Each stratum is ceiled independently (no global budget constraint):
heavySamples = ⌈heavy.population × a⌉
lightSamples = ⌈light.population × a⌉
totalSamples = heavySamples + lightSamples
Rounds the heavy stratum; light gets the remainder:
totalSamples = ⌈a × totalPopulation⌉
heavySamples = ⌈a × heavy.population⌉
lightSamples = totalSamples − heavySamples
Rounds the light stratum; heavy gets the remainder:
totalSamples = ⌈a × totalPopulation⌉
lightSamples = ⌈a × light.population⌉
heavySamples = totalSamples − lightSamples
Allocates proportional to stratum mean scattering weight. Both strata are independently ceiled (no strict budget):
upperBound = ⌈a × totalPopulation⌉
sumStratMean = heavy.mean + light.mean
heavySamples = ⌈heavy.mean / sumStratMean × upperBound⌉
lightSamples = ⌈light.mean / sumStratMean × upperBound⌉
totalSamples = heavySamples + lightSamples
Rounds the heavy stratum by mean weight; light gets the remainder:
budget = ⌈a × totalPopulation⌉
sumStratMean = heavy.mean + light.mean
heavySamples = ⌈heavy.mean / sumStratMean × budget⌉
lightSamples = budget − heavySamples
This is the default strategy in the current build.

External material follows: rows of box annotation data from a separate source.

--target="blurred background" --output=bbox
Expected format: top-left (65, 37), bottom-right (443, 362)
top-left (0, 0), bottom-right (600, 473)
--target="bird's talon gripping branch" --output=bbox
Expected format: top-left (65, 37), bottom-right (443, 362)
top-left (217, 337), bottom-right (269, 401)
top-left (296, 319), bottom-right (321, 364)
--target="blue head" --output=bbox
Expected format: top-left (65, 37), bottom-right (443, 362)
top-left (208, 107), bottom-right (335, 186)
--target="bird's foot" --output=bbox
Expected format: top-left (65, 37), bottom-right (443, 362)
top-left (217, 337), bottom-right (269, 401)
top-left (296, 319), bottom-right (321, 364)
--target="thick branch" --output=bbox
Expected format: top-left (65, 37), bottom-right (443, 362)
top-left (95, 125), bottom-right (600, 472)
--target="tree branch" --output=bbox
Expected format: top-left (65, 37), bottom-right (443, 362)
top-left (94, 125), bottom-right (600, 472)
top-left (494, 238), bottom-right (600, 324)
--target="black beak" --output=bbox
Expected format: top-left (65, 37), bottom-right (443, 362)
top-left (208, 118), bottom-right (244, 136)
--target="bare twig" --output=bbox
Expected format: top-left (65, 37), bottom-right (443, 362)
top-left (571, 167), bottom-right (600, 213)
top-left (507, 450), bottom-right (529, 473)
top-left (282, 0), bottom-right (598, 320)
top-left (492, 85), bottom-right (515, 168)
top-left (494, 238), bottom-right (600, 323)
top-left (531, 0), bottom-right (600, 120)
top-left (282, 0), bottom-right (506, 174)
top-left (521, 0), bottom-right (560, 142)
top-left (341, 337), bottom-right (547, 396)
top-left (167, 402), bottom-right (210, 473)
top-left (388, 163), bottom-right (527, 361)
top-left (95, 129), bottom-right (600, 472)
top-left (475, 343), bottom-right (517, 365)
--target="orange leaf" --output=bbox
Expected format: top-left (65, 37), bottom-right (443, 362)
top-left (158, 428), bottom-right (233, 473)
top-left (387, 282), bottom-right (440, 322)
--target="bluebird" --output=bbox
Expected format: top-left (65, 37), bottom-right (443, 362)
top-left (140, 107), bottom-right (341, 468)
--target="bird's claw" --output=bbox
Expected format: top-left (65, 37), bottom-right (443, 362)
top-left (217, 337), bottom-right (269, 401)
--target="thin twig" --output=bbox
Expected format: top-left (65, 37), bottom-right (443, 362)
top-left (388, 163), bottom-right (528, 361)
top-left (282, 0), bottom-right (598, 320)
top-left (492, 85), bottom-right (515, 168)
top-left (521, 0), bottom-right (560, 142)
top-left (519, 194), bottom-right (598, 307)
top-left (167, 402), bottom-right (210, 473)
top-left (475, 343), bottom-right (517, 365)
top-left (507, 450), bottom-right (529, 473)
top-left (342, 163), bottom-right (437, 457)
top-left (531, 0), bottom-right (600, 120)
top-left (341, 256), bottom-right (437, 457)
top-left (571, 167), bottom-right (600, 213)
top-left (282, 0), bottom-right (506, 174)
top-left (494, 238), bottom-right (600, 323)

Rounds the light stratum by mean weight; heavy gets the remainder:
budget = ⌈a × totalPopulation⌉
sumStratMean = heavy.mean + light.mean
lightSamples = ⌈light.mean / sumStratMean × budget⌉
heavySamples = budget − lightSamples
Each strategy can be combined with either sampling mode (toggle A), giving 14 total configurations.